AT&T Inc. should be required to offer customers stand-alone broadband — without any obligation to buy entertainment packages — once the phone company buys DirecTV, critics of the acquisition said.
AT&T also should be restricted from charging for accepting Web traffic, Dish Network Corp. and Cogent Communications Holdings Inc. told Federal Communications Commission staff at a meeting, according to a Tuesday filing posted Wednesday on the agency’s website. Douglas County-based Dish offers programming via broadband, and Cogent handles Web traffic for companies including Netflix Inc.
Cogent and Netflix earlier asked for behavioral requirements, or conditions, to be imposed on the company to emerge from the $48.5 billion combination of the biggest U.S. telephone and satellite-TV providers.

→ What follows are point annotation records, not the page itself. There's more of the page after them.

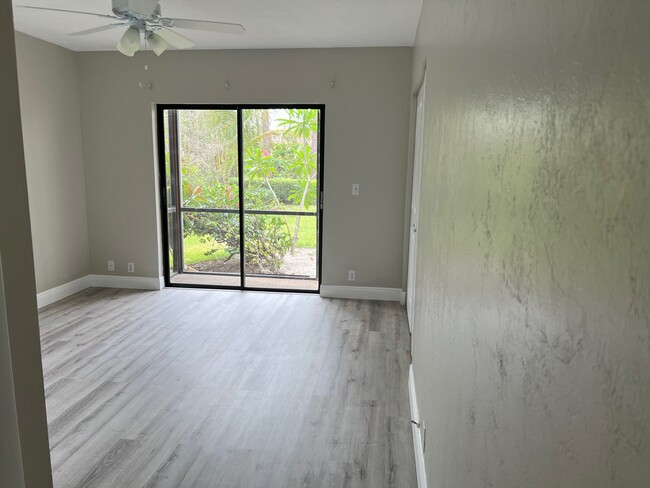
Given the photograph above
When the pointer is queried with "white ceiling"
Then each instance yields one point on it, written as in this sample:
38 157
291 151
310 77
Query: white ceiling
268 23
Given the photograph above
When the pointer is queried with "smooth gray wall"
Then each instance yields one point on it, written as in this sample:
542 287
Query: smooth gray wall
49 104
366 133
20 369
531 345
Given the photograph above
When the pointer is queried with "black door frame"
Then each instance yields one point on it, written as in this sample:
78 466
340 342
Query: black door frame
162 187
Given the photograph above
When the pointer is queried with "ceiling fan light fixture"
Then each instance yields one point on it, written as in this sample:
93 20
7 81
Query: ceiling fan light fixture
158 44
129 44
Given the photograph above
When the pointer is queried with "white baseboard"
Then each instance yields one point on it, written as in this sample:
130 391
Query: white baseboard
361 293
60 292
133 282
420 468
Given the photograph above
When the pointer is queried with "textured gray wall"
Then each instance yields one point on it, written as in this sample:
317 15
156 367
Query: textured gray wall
51 119
532 332
366 141
19 320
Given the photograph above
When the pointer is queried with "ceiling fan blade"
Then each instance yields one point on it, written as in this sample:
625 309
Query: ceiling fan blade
69 11
224 27
174 39
96 29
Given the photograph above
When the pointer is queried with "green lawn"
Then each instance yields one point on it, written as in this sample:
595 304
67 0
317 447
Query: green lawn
194 247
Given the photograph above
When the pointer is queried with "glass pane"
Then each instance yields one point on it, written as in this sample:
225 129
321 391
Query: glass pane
280 158
172 239
211 243
208 158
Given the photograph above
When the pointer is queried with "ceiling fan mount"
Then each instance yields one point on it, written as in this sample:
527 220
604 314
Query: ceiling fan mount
144 21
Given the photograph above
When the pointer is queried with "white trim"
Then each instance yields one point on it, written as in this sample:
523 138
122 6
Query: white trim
134 282
60 292
361 293
420 467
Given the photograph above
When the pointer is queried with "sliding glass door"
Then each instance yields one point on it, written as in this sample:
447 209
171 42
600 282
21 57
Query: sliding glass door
241 195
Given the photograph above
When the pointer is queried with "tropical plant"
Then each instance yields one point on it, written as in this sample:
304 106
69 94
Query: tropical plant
302 124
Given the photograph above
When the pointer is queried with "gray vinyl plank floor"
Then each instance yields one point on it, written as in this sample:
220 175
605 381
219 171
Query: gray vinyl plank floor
205 388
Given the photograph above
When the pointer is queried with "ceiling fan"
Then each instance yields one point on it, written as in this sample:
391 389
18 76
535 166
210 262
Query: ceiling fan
143 20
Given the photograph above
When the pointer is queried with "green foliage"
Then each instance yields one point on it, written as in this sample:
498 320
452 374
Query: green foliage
283 188
280 168
266 237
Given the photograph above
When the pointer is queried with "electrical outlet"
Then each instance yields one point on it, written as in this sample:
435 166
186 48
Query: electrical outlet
423 436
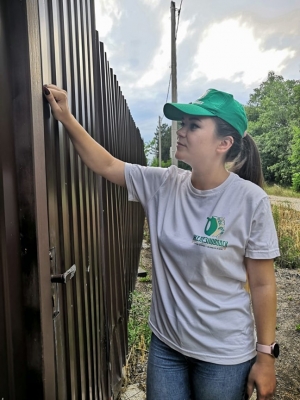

Cogent and Dish say AT&T would gain an incentive to thwart other video once it acquires Direc TV’s programming; AT&T says it has no wish to do so because that would drive away customers.
The meeting with Dish and Cogent, held Friday, shows requests to ensure the Web video market isn’t harmed by the merger are reaching the agency’s highest levels, because participants included FCC General Counsel Jonathan Sallet and Jim Bird, head of a team that examines transactions. AT&T predicts the deal will close during the current quarter.